Francesca Bartellini, MA COME IL VENTO MUOVE IL MARE. Un ritratto del poeta Sandro Penna

Alla domanda se di Penna si può parlare per immagini la risposta è un netto sì! C’è riuscita in modo lieve e “penniano” Francesca Bartellini. Il suo film documentario ritrae Penna partendo da dove egli stesse avrebbe voluto si partisse: dalle sue poesie. I critici arrivano dopo e quando arrivano verrebbe da dire che sono ricollocati là dove il poeta perugino li ha sempre collocati ossia a un passo dalla comprensione del suo universo poetico.
Ci hanno provato in molti a chiudere Sandro Penna in una bella definizione riuscita che gli fosse prigione, ma lui sempre è riuscito a evaderla prima ancora che il carceriere chiudesse la cella. E quando Penna non ha più potuto criticarli non sono bastate le liti tra i suoi più accreditati glossatori a fugare il dubbio che la sua poesia fosse ancora tutta da scoprire. Non c’è riuscito Garboli; non c’è ancora riuscito Pecora (malgrado ogni possibile sforzo, ben documentato anche in questo film); non c’era riuscito Pasolini. Ci si avvicinò di molto Raboni nel presentare Il viaggiatore insonne ponendo quelle domande in apertura alle quali ora sta dando significative risposte Roberto Deidier.
Però questo film documentario ci riconsegna l’uomo-poeta Sandro Penna. Perciò dicevo che il film inizia là dove Penna stesso ne avrebbe fatto iniziare uno suo: dalla lettura delle sue poesie. Qui sono affidate a occasionali lettori ignari i più di chi sia l’autore di quei testi che vengono offerti loro in lettura. Una ragazzina poco più che adolescente cerca di commentare Il mare è tutto azzurro mentre viene intervistata in una località di mare, a due passi da un pare “tutto azzurro” per scelta di regia.
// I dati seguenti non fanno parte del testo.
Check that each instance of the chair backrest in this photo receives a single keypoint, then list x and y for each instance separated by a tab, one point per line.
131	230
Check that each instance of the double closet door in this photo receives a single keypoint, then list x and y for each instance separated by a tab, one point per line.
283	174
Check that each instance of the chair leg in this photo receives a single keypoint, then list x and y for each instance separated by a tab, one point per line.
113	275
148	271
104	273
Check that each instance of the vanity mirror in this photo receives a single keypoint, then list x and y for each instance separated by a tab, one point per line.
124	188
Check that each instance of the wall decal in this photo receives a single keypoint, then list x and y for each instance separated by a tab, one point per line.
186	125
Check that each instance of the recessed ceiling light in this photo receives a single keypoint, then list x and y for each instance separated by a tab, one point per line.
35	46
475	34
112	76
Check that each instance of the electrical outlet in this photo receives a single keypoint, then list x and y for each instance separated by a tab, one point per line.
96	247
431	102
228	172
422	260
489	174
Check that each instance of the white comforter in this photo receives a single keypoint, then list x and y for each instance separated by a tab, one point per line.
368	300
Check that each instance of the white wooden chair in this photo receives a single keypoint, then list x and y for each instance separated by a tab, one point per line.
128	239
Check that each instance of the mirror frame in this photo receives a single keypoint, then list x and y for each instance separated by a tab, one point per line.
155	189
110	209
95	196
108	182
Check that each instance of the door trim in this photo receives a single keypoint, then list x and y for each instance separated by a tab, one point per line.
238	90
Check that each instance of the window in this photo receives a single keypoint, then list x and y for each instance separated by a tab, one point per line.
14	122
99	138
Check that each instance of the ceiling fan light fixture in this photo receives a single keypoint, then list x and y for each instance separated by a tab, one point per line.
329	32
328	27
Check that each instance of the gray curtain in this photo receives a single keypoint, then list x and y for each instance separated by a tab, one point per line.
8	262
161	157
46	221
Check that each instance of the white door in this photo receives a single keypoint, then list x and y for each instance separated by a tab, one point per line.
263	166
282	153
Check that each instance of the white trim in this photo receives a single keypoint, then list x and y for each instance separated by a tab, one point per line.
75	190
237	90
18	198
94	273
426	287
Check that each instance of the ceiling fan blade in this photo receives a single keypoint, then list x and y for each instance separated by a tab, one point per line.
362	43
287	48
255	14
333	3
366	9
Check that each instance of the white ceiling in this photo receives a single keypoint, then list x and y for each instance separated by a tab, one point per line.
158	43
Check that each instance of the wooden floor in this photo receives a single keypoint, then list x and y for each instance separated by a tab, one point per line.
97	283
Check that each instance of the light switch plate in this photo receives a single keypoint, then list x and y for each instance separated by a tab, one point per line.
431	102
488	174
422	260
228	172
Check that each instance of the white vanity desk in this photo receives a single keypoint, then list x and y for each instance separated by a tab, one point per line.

A un dipendente del cimitero di Prima Porta viene chiesto di leggere il suo distico più famoso mentre le immagini indugiano sulla tomba del poeta.
Sequenza dopo sequenza veniamo traghettati nel mondo di Penna, dai suoi luoghi giovanili al suo ultimo luogo, quella casa di Via delle Mole de’ Fiorentini, a Roma, che racchiudeva tra le sue mura tutto il suo universo, fatto di quadri affastellati in bilico a ridosso delle pareti, e libri altrettanto in bilico ammonticchiati, e farmaci di ogni genere per curare i suoi mali senza bisogno dei medici. È la vita elevata a protagonista assoluta nel documentario, come del resto lo è stata nella sua poesia: dalla sfolgorante accensione dei primi versi al progressivo allontanamento con la raggiunta maturità.
Tutto ciò che di Sandro Penna avevamo letto in questi anni nelle pagine di Pecora, Garboli e Giannelli trova ora una rispondenza perfetta nelle immagini di repertorio raccolte da Francesca Bartellini che ha saputo evitare il rischio di creare un’agiografia per immagini di Penna dando nuova linfa alle storiche interviste di Mario Schifano e Ippolito Pizzetti.
La mistione di materiale nuovo (le riprese delle spiagge tanto amate; le interviste ai lettori; la tomba del poeta; le interviste a Pecora e Deidier) con il materiale originale ma non facilmente reperibile attualizza un poeta che non porta i segni del tempo e che si mostra molto più vicino all’approccio un po’ impacciato dei lettori occasionali incontrati nei suoi luoghi anche quando precisa a Schifani che lui ama leggendo dare la misura del verso, facendo sentire dove finisce un verso e dove inizia il seguente perché in questo modo non si snatura la poesia (salvo però mettere avanti le mani e dichiarare in anticipo la sua inadeguatezza di lettore).
Accompagna il dvd un libretto che raccoglie alcune considerazioni della regista, di Elio Pecora, di Renzo Paris (ripreso anche nel documentario) e di Roberto Deidier.